Hebe’s wife, Shirley Hebe, said Jones should be recognized more in the classrooms when speaking about coal mining, the era or child labor.
Bill Hebe said Mother Jones “was one woman who could have brought this country to its knees.”
Nesbitt said another thing she learned about Mother Jones was that she was foul-mouthed. She said she didn’t realize how foul-mouthed she was when she first knew about Mother Jones, but learning more about her strong sense of self and then portraying her character to others has been fulfilling for her.
“The role of Mother Jones scared the looting daylights out of me, so I thought I had to do it,” she said about the role.
Mother Jones often stood up for mining workers’ rights, and considering the musical took place in an area referred to as the “coal region,” the show felt personal to the members of the community.
State Sen. David G. Argall attended Sunday’s showing and said during a Q&A with the audience that the play felt like “it was made just for us,” with mentions of Pennsylvania and the Molly Maguires.
There is a historical marker to Jones along Route 209 in Coaldale.
Argall was shocked when Nesbitt told him the play is portrayed the same way for every show, and not altered to fit the audience.
Maureen Donovan, president of Tamaqua Business & Professional Women, was a sponsor to the weekendlong event and helped get young women in the seats of the theater to learn about the historical figure. She reached out to multiple organizations in the area to see if they would sponsor students to attend the show, and Lehigh Carbon Community College was one of the organizations that was able to sponsor a few students.
She says she didn’t want there to be any reason for young people to miss the show. She also wanted to help bring a true theater feel to Tamaqua by adding the Q&A at the end of each showing.
“We wanted to give people an opportunity to delve deeper into theater,” Donovan said.
Other sponsors of “Mother Jones in Heaven” include Lehigh Anthracite and Ironworkers 404.
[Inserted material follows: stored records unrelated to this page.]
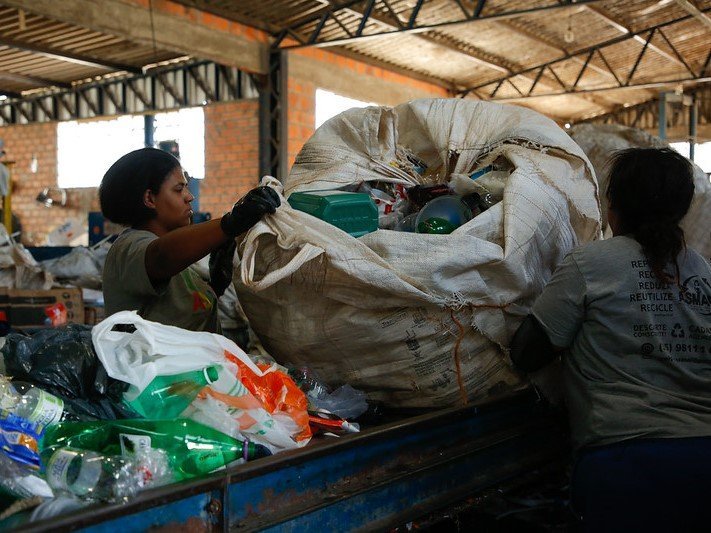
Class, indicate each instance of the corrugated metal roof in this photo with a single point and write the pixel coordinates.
(457, 56)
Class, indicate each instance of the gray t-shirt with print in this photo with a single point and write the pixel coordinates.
(185, 301)
(639, 361)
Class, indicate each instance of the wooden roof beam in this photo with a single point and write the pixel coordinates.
(693, 10)
(136, 23)
(62, 55)
(511, 26)
(440, 40)
(622, 28)
(33, 80)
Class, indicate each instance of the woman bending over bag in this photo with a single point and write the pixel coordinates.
(148, 267)
(634, 314)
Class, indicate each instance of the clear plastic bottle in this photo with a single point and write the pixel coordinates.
(91, 475)
(38, 406)
(192, 449)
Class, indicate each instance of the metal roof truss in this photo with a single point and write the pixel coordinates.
(161, 89)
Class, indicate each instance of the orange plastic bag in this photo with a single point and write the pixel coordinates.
(278, 393)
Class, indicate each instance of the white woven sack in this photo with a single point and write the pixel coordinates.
(600, 141)
(417, 320)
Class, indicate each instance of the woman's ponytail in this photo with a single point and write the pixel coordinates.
(650, 191)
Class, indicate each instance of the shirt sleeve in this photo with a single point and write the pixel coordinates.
(560, 309)
(130, 265)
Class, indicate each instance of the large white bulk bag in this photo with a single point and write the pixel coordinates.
(417, 320)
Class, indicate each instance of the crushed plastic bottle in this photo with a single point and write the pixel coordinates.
(34, 404)
(192, 448)
(91, 475)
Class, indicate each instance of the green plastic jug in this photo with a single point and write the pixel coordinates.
(353, 212)
(167, 396)
(192, 448)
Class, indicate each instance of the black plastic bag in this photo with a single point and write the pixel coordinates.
(63, 362)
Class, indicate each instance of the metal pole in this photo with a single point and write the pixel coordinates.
(662, 116)
(148, 130)
(693, 120)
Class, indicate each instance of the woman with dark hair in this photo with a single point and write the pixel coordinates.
(148, 268)
(633, 314)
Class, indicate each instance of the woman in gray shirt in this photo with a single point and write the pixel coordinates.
(633, 316)
(148, 268)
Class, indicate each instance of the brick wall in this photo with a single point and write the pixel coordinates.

Nesbitt said during the Q&A that it was an honor playing for members of the community because she felt the area “has such a mission” between Hope & Coffee and the Tamaqua Community Arts Center, which were just two of the places she experienced in Tamaqua. She said she felt something so much bigger in the area.
“The art of the creative process is so important,” Nesbitt said. “To take what you’ve been through and turn it into poetry and art is powerful.”
With guts, humor and plenty of power, the 90-minute musical uplifted its audiences on both Saturday evening and Sunday afternoon.
What ended in a standing ovation from nearly everyone in the audience, the last performance of the weekend reminded everyone in the room what creativity and passion has the power to accomplish.